Excuses, excusesOn October 11, 2017 by Ilene
What we tell ourselves as leaders to avoid honest feedback
I was on the phone with a CEO the other week. He wanted my advice for how he could cultivate a more open, transparent company culture for his team.
This CEO seemed to be already doing a lot of the right things. He held monthly all-hands meetings to get everyone on the same page. He also regularly asked questions to his employees about what could be better in the company.
However, when I recommended one question that he ask his employees, he was a bit taken aback.
“You want me to ask my team: ‘Are there any benefits we don’t offer that you think we should?’ Hmm, I dunno, Claire,” he told me.
This CEO assured me that he welcomed and valued feedback from employees. But asking about company benefits? And asking about them so publicly? He started to feel nervous about it.
“I don’t want the feedback to be a distraction,” he shared. “There’s so much we already do around benefits — I think this could set the wrong expectations and derail people from getting their work done.”
“And, I don’t think we’re ready to act on that feedback. If we ask that question, it implies we need to implement something. But it might not be cost-effective. If we can’t do it, I don’t want to let people down.”
I get it. I’m a CEO myself. No CEO wants her employees to be distracted.
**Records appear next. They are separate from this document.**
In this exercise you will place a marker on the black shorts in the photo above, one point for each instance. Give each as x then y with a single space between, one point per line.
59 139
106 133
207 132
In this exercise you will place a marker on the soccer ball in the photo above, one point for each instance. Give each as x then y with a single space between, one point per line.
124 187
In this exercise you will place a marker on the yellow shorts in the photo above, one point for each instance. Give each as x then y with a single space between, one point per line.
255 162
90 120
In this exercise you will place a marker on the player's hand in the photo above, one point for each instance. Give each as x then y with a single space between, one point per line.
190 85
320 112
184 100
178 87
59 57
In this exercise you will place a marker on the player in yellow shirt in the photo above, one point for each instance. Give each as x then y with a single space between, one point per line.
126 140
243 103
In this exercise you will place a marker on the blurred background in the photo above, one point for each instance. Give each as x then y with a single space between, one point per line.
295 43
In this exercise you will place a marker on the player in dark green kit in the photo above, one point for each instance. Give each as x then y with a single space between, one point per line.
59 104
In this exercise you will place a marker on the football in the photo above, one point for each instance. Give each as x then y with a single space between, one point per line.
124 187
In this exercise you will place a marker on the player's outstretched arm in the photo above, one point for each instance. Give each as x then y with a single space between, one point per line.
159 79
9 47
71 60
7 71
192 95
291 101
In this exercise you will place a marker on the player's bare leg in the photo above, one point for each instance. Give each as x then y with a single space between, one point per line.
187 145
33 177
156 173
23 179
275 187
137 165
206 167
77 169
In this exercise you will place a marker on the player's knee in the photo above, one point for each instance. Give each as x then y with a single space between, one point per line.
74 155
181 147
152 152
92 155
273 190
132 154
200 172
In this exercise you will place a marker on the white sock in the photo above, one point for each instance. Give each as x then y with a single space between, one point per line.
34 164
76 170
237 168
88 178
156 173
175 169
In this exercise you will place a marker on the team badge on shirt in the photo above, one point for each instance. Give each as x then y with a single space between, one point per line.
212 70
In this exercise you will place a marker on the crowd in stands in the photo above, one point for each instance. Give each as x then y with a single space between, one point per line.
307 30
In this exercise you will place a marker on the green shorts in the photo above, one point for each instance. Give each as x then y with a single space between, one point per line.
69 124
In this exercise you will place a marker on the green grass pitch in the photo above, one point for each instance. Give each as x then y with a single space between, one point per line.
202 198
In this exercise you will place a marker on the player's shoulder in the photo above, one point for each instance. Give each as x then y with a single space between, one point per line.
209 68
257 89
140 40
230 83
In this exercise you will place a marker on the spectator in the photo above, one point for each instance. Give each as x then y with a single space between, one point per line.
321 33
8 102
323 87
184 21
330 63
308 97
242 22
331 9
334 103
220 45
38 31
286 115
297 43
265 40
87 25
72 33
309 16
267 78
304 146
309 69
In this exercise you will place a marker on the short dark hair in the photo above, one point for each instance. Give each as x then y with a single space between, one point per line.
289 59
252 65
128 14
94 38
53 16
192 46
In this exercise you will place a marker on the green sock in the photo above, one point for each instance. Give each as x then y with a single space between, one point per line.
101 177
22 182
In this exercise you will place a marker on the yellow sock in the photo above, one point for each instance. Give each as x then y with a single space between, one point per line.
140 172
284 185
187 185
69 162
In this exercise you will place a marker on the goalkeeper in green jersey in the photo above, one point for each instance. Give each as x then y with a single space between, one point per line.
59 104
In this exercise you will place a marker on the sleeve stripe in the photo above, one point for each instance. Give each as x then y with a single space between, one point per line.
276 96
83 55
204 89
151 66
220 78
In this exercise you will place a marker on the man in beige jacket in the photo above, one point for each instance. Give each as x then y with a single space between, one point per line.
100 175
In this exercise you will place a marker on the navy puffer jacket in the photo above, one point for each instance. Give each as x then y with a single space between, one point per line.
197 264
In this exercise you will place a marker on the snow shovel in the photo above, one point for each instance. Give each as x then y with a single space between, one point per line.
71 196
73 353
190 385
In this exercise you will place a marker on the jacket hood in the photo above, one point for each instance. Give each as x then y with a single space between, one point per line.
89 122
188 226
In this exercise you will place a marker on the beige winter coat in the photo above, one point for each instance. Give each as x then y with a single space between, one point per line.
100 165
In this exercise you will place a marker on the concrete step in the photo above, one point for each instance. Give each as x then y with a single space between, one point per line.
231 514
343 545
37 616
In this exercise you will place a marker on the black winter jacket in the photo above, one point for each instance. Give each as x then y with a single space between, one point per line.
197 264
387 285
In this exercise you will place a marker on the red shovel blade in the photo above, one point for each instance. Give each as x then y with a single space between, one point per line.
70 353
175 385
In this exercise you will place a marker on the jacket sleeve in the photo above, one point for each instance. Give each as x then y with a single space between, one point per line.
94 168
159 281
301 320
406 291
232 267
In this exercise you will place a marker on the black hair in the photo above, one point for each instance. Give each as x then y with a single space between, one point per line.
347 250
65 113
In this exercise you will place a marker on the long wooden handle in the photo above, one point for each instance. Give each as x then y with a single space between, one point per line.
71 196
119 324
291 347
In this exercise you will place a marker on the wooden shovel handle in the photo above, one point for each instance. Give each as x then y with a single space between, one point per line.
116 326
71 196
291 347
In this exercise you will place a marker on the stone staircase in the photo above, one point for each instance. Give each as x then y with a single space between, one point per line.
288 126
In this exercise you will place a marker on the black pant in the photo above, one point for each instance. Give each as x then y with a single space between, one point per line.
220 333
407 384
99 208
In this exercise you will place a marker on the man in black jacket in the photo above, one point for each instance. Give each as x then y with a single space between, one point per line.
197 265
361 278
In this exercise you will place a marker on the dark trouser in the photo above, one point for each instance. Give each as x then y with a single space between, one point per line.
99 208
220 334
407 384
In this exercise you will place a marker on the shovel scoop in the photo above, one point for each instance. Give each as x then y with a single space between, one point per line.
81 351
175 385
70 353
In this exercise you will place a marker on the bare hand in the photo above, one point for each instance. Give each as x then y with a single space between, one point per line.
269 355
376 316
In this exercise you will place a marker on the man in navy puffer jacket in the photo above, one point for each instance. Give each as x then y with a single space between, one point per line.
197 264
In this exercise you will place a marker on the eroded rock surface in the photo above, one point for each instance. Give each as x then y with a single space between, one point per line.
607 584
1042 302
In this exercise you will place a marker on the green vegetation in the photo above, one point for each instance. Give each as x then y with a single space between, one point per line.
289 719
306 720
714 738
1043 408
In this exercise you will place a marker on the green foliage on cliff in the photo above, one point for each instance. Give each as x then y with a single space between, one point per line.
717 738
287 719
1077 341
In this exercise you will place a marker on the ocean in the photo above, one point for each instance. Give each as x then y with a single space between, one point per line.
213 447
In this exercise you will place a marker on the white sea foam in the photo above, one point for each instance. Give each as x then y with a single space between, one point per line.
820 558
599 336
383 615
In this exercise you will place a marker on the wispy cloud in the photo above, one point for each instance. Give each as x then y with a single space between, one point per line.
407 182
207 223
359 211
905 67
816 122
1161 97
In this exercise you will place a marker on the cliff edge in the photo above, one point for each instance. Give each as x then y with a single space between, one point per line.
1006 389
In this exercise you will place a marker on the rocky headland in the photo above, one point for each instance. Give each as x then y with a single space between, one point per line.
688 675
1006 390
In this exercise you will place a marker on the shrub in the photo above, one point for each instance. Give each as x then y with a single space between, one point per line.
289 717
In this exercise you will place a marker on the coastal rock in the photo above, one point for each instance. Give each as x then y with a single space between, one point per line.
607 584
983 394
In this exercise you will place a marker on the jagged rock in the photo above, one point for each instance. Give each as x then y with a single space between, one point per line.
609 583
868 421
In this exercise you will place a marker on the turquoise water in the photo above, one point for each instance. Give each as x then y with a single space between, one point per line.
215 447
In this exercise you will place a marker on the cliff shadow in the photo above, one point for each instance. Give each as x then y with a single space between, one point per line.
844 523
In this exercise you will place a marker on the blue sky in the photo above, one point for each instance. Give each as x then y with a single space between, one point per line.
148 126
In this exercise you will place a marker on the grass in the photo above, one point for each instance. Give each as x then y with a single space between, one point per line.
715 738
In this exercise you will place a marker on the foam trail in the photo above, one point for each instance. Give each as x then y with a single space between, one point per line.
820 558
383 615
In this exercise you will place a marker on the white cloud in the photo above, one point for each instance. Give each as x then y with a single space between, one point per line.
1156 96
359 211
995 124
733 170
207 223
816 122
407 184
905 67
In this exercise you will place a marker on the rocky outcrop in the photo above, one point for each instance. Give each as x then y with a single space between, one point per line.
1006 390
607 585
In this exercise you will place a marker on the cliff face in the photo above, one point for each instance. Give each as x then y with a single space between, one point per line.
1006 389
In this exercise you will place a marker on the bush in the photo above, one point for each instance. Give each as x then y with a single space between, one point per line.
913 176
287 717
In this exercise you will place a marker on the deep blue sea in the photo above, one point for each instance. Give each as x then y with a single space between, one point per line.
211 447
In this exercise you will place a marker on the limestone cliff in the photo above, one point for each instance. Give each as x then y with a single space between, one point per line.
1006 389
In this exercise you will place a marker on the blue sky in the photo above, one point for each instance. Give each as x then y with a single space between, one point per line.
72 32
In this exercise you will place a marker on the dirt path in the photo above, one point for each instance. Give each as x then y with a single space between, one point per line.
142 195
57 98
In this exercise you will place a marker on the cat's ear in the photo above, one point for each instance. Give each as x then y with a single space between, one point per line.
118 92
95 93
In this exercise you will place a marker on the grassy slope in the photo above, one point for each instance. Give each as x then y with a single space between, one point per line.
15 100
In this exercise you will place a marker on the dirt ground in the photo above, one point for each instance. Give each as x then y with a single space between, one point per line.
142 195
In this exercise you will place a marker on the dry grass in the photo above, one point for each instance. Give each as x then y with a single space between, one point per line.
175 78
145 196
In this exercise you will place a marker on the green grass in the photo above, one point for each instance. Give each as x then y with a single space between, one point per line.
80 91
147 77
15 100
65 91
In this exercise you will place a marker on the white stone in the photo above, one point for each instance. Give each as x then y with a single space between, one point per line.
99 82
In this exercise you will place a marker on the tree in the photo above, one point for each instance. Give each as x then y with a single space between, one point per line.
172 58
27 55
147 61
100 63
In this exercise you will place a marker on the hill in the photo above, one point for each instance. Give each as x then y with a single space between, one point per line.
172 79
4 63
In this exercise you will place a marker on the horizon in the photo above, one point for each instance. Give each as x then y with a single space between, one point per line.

No CEO wants to make false promises.
Here’s the reality, though: If you dig deeper, those two statements are actually excuses that are keeping you from building the open, transparent company culture you’re keen on.
Let’s take a look.
Excuse #1: “I don’t want feedback to be a distraction.”
Any feedback your employee might have already exists, whether or not you choose to ask about it. If someone has an idea to improve company benefits, that’s an idea that they’re already thinking about in their heads. So if you don’t ask about it — if you let that feedback sit and fester — it becomes a distraction. The longer you ignore it, the longer you don’t ask about it, the greater the distraction balloons. The way to nip the distraction in the bud is to ask about it. When you ask a question like, “Are there any benefits we don’t offer that you think the we should?”, you have an opportunity to clear the air, and help an employee feel heard. Asking for feedback isn’t the distraction — pretending that your employees don’t have feedback is.
Excuse #2: “I’m not ready to act on feedback.”
Popular management wisdom tells you that,”You shouldn’t ask for feedback unless you’re ready to act on it.” Sure, if you don’t do something with the feedback, you’ll look like you’re not following through on your word. But acting on feedback doesn’t necessarily mean implementing the actual piece of feedback. You can thank the person who gave you the feedback. You can explain why you’re not enacting the feedback, and provide context for the decision. Both routes show you’re listening, and that you value your employees’ feedback. Oftentimes, that recognition and explanation is all an employee is looking for. They’ll take notice.
If you’ve ever caught your own manager — or yourself — saying the above two excuses, then here’s my tip: Stop.
While you may mean well, you’re hindering yourself from creating the open, transparent company culture you’ve always wanted.